A full list of parameters that can be specified is given below
Parameter name | Type | Description |
---|---|---|
method |
SL /ML TD /FT /HC /AD |
Required. Index set to be used. Can be single level, multilevel, total degree, full tensor, hyperbolic cross, or adaptive. |
number_generator |
Uniform /Normal +MC /QMC +Generator |
Required. Point generator to be used. Can be Uniform (between lb and ub ) or Normal, and Monte Carlo or Quasi-Monte Carlo |
sample_function |
Function |
Required. Function that specifies the quantity of interest or QOI. Inputs are an Index or Level to sample on, a Vector of random numbers, and an optional object with user data. This last input is usefull to pass objects (such as a GaussianRandomField or a Finite Element mesh) to the sample function. The mean of this QOI will be estimated. |
nb_of_warm_up_samples |
Int64 |
Number of warm-up samples. Default is 20 for Monte Carlo sampling, and 1 for Quasi-Monte Carlo. |
nb_of_qoi |
Int64 |
Number of QOI's that will be returned by the sample_function . Default is 1 . |
continuate |
Bool |
Boolean. When equal to true , we run the simulation for a sequence of larger tolerances to obtain better estimates for the model parameters. Default is false . |
ntols |
Int64 |
Number of tolerances to be used in the continuation algorithm. Only used when continuate is true . Default is 10 . |
p0 |
Float64 |
Parameter in the continuation algorithm. Determines the ratio between the different larger tolerances in the continuation. Default is 1.5 . |
name |
String |
Problem name to be used when saving the simulation results. Default is "" . |
folder |
String |
Folder where the simulation results will be saved. Default is the current folder (returned by cd() ) |
store_samples |
Bool |
Option to store all samples taken. Usefull when plotting a probabiltiy distribution function of the QOI. Default is false . |
user_data |
Any |
Option to add a user-defined object to the Estimator . Will be passed to the sample function. Default is nothing . |
verbose |
Bool |
Log information to the terminal when true . Default is false . |
cost_model |
Function |
A function that defines the cost to take a sample at a certain level or index . A predefined geometric cost model is provided as (index) -> geometric_cost_model(index, M, c) . When no cost model is provided, the actual run time is used. Beware of Julia's LLVM compiler though! |
conservative_bias_estimate |
Bool |
When set to false , we use only the two finest levels to perform a regression and compute the bias. This is closer to the original method of Mike Giles. However, when the estimates of the expected value is poor, this might result in an inaccurate bias estimate and an early termination. |
max_level |
Int64 |
Maximum parameter L to be used in index set definition. The simulation will terminate whenever this value is reached, and the estimate so far will be returned. Default is 100 . |
max_search_space |
IndexSet |
Shape of the search space in the adaptive MIMC algorithm, evaluated with max_level . Default is TD . |
do_regression |
Bool |
When set to true , we compute regression on the number of samples on the finer levels instead of taking nb_of_warm_up_samples samples. Default is true . |
do_splitting |
Bool |
When set to true , we compute a nontrivial splitting of the MSE. Default is true . |
parallel_sample_function |
Function |
Usefull when defining your own parallel sample function. |
sample_multiplication_factor |
Float64 |
Determines the multiplication factor in the QMC doubling algorithm. Default is 2 . When sample_multiplication_factor <=1 , we compute one extra point at a time. |
[1] Robbe, P., Nuyens, D., Vandewalle, S. A Multi-Index Quasi-Monte Carlo Algorithm for Lognormal Diffusion Problems. SIAM Journal on Scientific Computing 39.5 (2017): S851-S872.

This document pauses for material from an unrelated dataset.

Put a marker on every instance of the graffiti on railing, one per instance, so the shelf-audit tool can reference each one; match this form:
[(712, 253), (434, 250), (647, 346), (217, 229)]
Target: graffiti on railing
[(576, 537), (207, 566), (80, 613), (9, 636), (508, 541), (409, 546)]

[2] Robbe, P., Nuyens, D., Vandewalle, S. A Dimension-Adaptive Multi-Index Monte Carlo Method Applied to a Model of a Heat Exchanger. Proceedings of the Twelfth International Conference on Monte Carlo and Quasi-Monte Carlo Methods in Scientific Computing (MCQMC2016).
[3] Robbe, P., Nuyens, D., Vandewalle, S. Recycling Samples in the Multigrid Multilevel (Quasi-) Monte Carlo Method. ArXiv preprint arXiv:1806.05619 (2018).